As at the Latest Practicable Date, Mr. Chan did not have any interest in the shares or underlying shares in the Company within the meaning of Part XV of the SFO. Save as disclosed above, in the three years preceding the Latest Practicable Date, Mr. Chan did not hold any directorship in other listed public companies or any other major appointments or qualifications. Mr. Chan was not related to any other directors, senior management, substantial or controlling shareholders (as defined in the Listing Rules) of the Company as at the Latest Practicable Date.
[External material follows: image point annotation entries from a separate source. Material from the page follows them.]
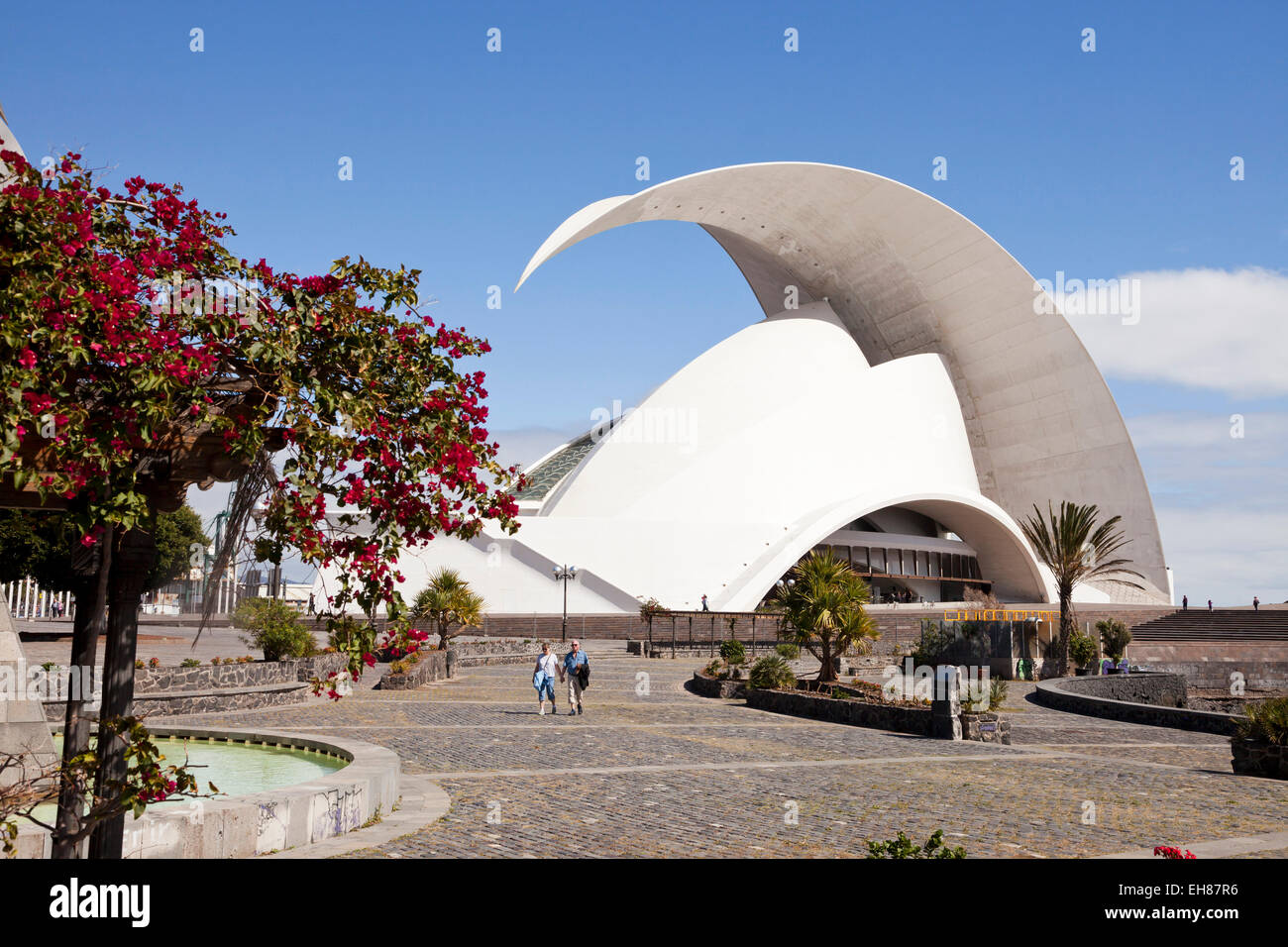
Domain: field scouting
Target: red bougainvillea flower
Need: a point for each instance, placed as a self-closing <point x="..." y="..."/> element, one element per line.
<point x="127" y="317"/>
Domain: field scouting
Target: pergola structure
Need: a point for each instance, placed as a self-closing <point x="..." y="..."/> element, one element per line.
<point x="108" y="578"/>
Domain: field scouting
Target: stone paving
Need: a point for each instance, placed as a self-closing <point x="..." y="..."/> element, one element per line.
<point x="652" y="770"/>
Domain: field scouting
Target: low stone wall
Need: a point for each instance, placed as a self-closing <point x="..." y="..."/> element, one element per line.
<point x="1258" y="759"/>
<point x="1262" y="665"/>
<point x="715" y="686"/>
<point x="262" y="822"/>
<point x="433" y="665"/>
<point x="231" y="677"/>
<point x="984" y="728"/>
<point x="1126" y="697"/>
<point x="318" y="667"/>
<point x="501" y="651"/>
<point x="217" y="688"/>
<point x="885" y="716"/>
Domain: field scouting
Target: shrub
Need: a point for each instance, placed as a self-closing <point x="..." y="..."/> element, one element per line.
<point x="996" y="693"/>
<point x="1266" y="722"/>
<point x="1115" y="637"/>
<point x="903" y="847"/>
<point x="769" y="673"/>
<point x="274" y="628"/>
<point x="733" y="652"/>
<point x="1082" y="650"/>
Conditional on the passing of the shareholders’ resolution for his appointment at the Annual General Meeting, Mr. Chan will be appointed as an independent non-executive Director for an initial term of two years commencing from 1 June 2008, renewable automatically for successive term of two years each commencing from the next day after the expiry of the then current term of appointment, unless terminated by not less than three months’ notice in writing served by either Mr. Chan or the Company at any time during the then existing term. Unless determined otherwise, Mr. Chan shall be paid a director’s fee of HK$240,000 per annum. The director’s fee of Mr. Chan is determined by the Board with reference to his duties and responsibilities. Save for the directors fees, Mr. Chan is not expected to receive any other remuneration for holding his office as an independent non-executive Director of the Company.
GENERAL
There are no other matters concerning any of the above Directors that need to be brought to the attention of the Shareholders in relation to their re-election or appointment as Directors and there is no other information which is discloseable pursuant to any of the requirements set out in Rule 13.51(2) of the Listing Rules.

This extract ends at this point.